Mit unparteiischer Neugier: der Schriftsteller und Reisereporter Navid Kermani Foto: dpa

Es gibt immer mehrere Wahrheiten: Der Schriftsteller Navid Kermani ist an die östlichen Grenzen Europas gereist. Jetzt legt er seinen Reportageband „Entlang den Gräben“ vor.

Stuttgart -

Was, so mag man fragen, prädestiniert den Schriftsteller und habilitierten Orientalisten Navid Kermanidazu, von den östlichen Grenzen Europas zu erzählen? Für das Nachrichtenmagazin „Spiegel“ ist er ins Baltikum und von dort aus nach Weißrussland und in die Ukraine, auf die Krim und in die Kaukasusregion gereist. Die Antwort geben die Reportagen seines neuen Buches. Kermanis Blick für sprechende Details, sein ausgeprägtes Sensorium für Stimmungen und Atmosphären bewähren sich auch in der für ihn fremden Region. Es sind versehrte Landstriche und Städte, die Kermani bereist. Über Weißrussland schreibt er: „Andere Länder haben Mahnmale, die an die Schrecken des Krieges und des Holocausts erinnern. Wer durch Weißrussland fährt, bekommt den Eindruck, dass das Land ein einziges Mahnmal ist.“

Doch es ist nicht allein eine unheilvolle Vergangenheit, die Kermani immer wieder in den Blick nimmt. Ein Kapitel des Bandes heißt „An die Front“ und führt in den Donbass zu den Kämpfen zwischen ukrainischen Truppen und prorussischen Aktivisten. Mehrmals ist der Reporter an verschiedenen Waffenstillstandslinien unterwegs. Im Norden Georgiens verschiebt sich die Grenze zu Ossetien immer wieder, weil mal die einen, mal die anderen Soldaten vorrücken. In Bergkarabach und an den Grenzen des seit dem Zerfall der Sowjetunion von Armeniern und Aseris umkämpften Gebietes trifft Kermani auf Bewohner, die noch vor nicht allzu langer Zeit gute Nachbarn waren. Der Krieg um das inmitten von Aserbaidschan gelegene, aber von Armenien beanspruchte Territorium hat ihnen eine erbitterte Feindschaft aufgezwungen.
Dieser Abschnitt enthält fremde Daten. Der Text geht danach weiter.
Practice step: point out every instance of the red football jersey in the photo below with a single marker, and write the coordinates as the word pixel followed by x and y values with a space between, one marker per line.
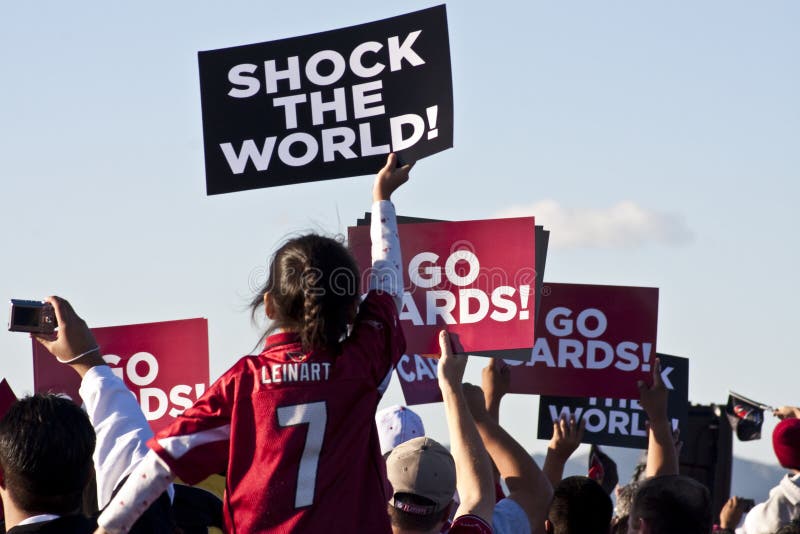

Überfällig: der objektive Blick nach Osten

Es sind mithin aktuelle Konflikte, die Kermani einfängt. Die weiter westlich lebenden Europäer nehmen sie kaum zur Kenntnis. Während viele der Menschen, von denen die Reportagen erzählen, nach Europa schauen, blickt der Westen nicht zurück. Kermani hingegen tut es – neugierig und vorurteilsfrei.

„Entlang den Gräben“ ist jedoch kein dunkel-pessimistisches Buch. Kermani zeigt immer wieder auch die Anpassungsfähigkeit und den Selbstbehauptungswillen von Menschen, die versuchen mit einer Situation zurechtzukommen, die sie sich nicht selbst erwählt haben. Manchmal sorgt das für absurd-groteske Arrangements. In der Hauptstadt von Bergkarabach, das seit Jahren durch armenisches Militär kontrolliert wird, betritt er das blitzblanke Terminal eines Flughafens, von dem aufgrund der unklaren politischen Lage noch nie ein Flugzeug gestartet ist.

Aber Kermani schreibt nie auf eine bestimmte Wirkung hin. Er will nicht belehren, sondern lässt die Menschen selbst zu Wort kommen. Dieser Reporter schlägt sich dabei nicht vorschnell auf eine Seite. Er stellt vielmehr immer wieder mindestens zwei vermeintliche Wahrheiten gegenüber. Wenn sein Buch trotzdem eine Botschaft hat, dann ist es die, dass es Monokulturen kaum gibt, wohl aber friedliche und weniger friedliche Wege des Zusammenlebens.